Happy Birthday week. Tell everyone I said to be nice to you.

BTW, that cat needs to be enrolled in pooping classes.

Mikey said...

Try it with a Persian. I call Sela Miss Poopybutt when she has that.

Jules said...

chasing a pet with poop stuck on their butt...nope, i have no concept of what that might be like.

no, really.

i swear.

Bill said...

I saw our current Prime Minister here in Canada, Mr. Harper, in an interview confess that he was a cat person rather than a dog person. He then had an interesting observation. "The difference between a dog person and a cat person? The difference between someone who wants to be loved and someone who wants to serve."

I didn't vote for the guy but I'll give him a thumbs up on the observation.

GirlGoyle said...

Well...my friend has a poodle with the same issues and she keeps the dog clipped short in the pooper. My pet needs a shovel when he leaves road apples so I can't really relate.

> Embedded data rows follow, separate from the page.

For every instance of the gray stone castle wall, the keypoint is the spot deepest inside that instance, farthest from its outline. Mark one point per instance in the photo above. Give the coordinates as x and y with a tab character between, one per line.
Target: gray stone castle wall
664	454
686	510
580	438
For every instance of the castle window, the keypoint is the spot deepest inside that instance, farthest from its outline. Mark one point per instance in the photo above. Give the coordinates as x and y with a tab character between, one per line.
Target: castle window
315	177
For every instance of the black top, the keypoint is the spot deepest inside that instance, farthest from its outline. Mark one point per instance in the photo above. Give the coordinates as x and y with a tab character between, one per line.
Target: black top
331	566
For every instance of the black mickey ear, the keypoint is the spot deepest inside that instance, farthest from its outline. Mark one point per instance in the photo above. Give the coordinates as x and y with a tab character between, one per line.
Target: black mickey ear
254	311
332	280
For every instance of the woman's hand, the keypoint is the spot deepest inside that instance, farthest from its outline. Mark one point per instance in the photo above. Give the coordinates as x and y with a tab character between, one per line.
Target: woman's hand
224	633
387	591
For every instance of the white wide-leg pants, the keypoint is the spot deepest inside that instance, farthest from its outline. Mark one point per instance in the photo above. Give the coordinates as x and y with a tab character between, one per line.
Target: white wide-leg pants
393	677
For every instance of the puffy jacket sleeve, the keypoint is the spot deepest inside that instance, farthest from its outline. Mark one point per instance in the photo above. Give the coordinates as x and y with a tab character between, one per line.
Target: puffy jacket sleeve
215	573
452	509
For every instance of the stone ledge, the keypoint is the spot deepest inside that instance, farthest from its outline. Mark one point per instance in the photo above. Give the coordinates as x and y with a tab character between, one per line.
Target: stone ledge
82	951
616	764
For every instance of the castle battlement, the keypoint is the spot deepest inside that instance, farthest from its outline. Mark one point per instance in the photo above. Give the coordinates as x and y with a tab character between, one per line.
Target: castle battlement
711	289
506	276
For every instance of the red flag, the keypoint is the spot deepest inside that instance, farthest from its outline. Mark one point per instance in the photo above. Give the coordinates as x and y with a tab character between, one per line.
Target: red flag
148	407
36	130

But...I think the whole clipping thing might be something you should cosider if you can keep the little bugger still long enough to get it done.

sue said...

Oh, been there done that. My cats don't seem to have the problem, but I've had Shih Tzu dogs that if they get too long hair in the "back" can have that happen. What's bad is when it blocks them and you really have to do something... Oh, that just brought back terrible pictures in my head. Let it go...let it go....

Love is having enough guts to take care of poopy butts - no matter if they are critters or humans. Old or young. :)

anne said...

Happy Happy Birthday week! : )

Ah, kitties...mine don't usually have this problem, but I have on occasion found a random teeny tiny turd that fell off the back when they least expected it.